Ma nella vittoria di Renzi c’è, innanzitutto, un messaggio di speranza. Il popolo del PD, semplicemente, si è stufato di perdere e di essere subalterno. Subalterno a una stramaledetta idea di responsabilità che è più veterocomunista di Via delle Botteghe Oscure, a quella vecchia onta della necessità della legittimazione che, agli occhi di qualche ex leader, si poteva conquistare solo chinando il capo di fronte alle richieste del Berlusconi o del Gianni Letta di turno e non offrendo agli elettori una valida alternativa nella visione e nel sentimento. Ebbene il messaggio è stato semplice. Quella stagione è chiusa e non vogliamo sentirne più parlare. Non si tratta solamente della bocciatura di Bersani o di D’Alema. Si tratta dell’archiviazione definitiva di un modo di intendere la politica. Nessuno sa dire, ora, se quello di Renzi sarà migliore. Io mi auguro dal più profondo del cuore di sì, per il bene del Partito e del Paese.

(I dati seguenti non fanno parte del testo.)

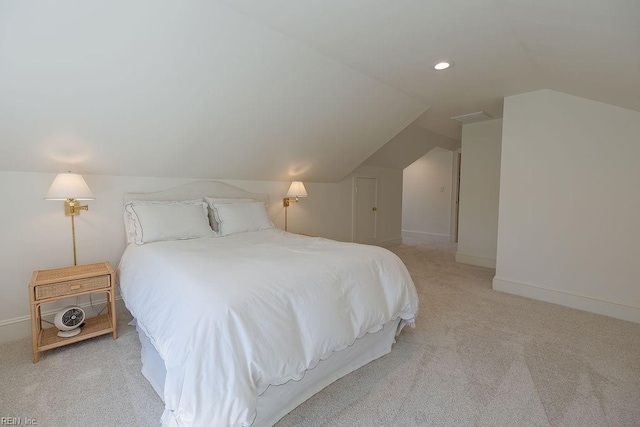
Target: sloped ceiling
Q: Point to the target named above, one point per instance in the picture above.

Certo, effettivamente, con quei tre volti finalmente nuovi e questo modo di fare si può dire che l’otto dicembre sia nato effettivamente il PD. Ora non possiamo più permetterci di navigare a mezz’aria, chiusi una navicella spaziale lontana tanto dalla terra e dai dolori che la abitano quanto dal cielo dei sogni e delle passioni, mai necessari come oggi.
In un momento delicato come questo, dove tutto sembra una polveriera pronta ad esplodere, c’è una assoluta urgenza di decisionismo. La storia ci insegna che l’incapacità di prendere decisioni, e quindi il sonno della ragione genera mostri. Se Letta 2014 non vuole passare alla storia come una riedizione 2.0 di Facta 1922 le decisioni vanno prese, e nel più breve tempo possibile. È l’unica, vera responsabilità. Qui c’è la sfida vera di Matteo Renzi, ma anche di Gianni Cuperlo e di Pippo Civati e di tutti noi. Se non si ripeteranno gli errori di ieri forse può aspettarci un domani più roseo.

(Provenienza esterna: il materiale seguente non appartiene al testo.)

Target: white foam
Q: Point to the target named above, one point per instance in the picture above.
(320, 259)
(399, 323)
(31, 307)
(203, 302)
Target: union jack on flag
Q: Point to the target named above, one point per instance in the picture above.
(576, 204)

Aneddoto da seggio. Arriva l’ultimo elettore quando avevamo già chiuso. Ci dice di aver fatto una corsa per arrivare e lo facciamo votare anche se erano le otto e venti. Ci chiede com’è andata, gli diciamo benissimo. Lui ride, se ne compiace e dice che ne era sicuro. Beato te, penso io. Eppure lui dà la più ovvia e banale ed intelligente delle spiegazioni, «Partecipare oggi voleva dire contribuire a cambiare il futuro. Essere di sinistra vuol dire avere lo sguardo rivolto in avanti», saluta e se ne va. Questo signore, in poche battute, ha riassunto buona parte della letteratura di riferimento della sinistra da oltre un secolo. La Storia Siamo Noi.